Fanny chanced upon this recipe by Simon Hopkinson, and it’s fabulous so we have to tell you about it. It is a remarkably simple formula, quickly prepared – and eaten the next day. It is light with marvellous flavour.
500g fresh ricotta
100g fresh grated parmesan plus extra
About a third of a nutmeg, grated
100g unsalted butter
About 20 fresh sage leaves
Measure the semolina and place half of it in a baking tray
Place the ricotta, parmesan and nutmeg into a mixing bowl and combine until the mixture is smooth.
Now wet your hands and place them flat in the baking tray so that they get a covering of semolina
Spoon a small amount of the ricotta mix from the bowl into your palm and roll into a ball and then place it into the semolina. Push the ball around to cover the it completely.
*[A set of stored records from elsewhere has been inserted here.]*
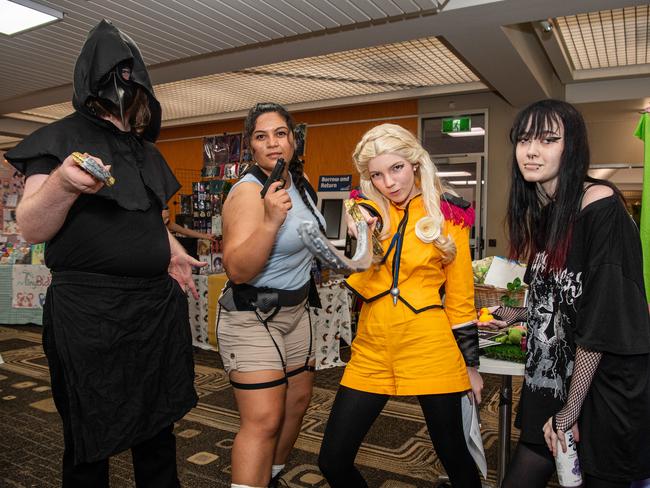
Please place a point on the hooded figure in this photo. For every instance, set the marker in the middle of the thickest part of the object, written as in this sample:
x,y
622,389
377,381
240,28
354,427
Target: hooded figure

Continue this process until the mixture is used up and you have a tray of ricotta balls.
Now cover the balls with the remainder of the semolina.
Chill them overnight.
The following day extract the gnudi from their tray. You will notice that they are firm to touch.
Boil some water in a large pot, and place the butter in a saucepan to melt on a low heat.
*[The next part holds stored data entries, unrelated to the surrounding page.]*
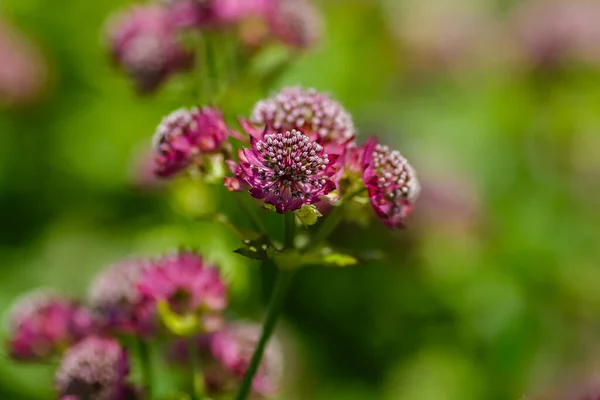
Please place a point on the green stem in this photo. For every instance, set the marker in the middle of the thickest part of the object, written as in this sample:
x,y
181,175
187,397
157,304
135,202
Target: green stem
x,y
332,221
290,229
194,370
251,213
211,66
282,284
145,365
Once the water is boiling turn it down to a low heat to give a simmer and slide in the gnudi.
In about 5 minutes you will see the gnudi float to the surface and this means they are ready. Lift them out and drain them of water.
Meanwhile turn up the heat on the melted butter and when it’s beginning to bubble add the sage leaves, cooking them till crisp. The butter will turn a golden colour but don’t let it brown over too much. The leaves will crisp and at this point you need to serve up.
For those that want it, include fresh parmesan on the table.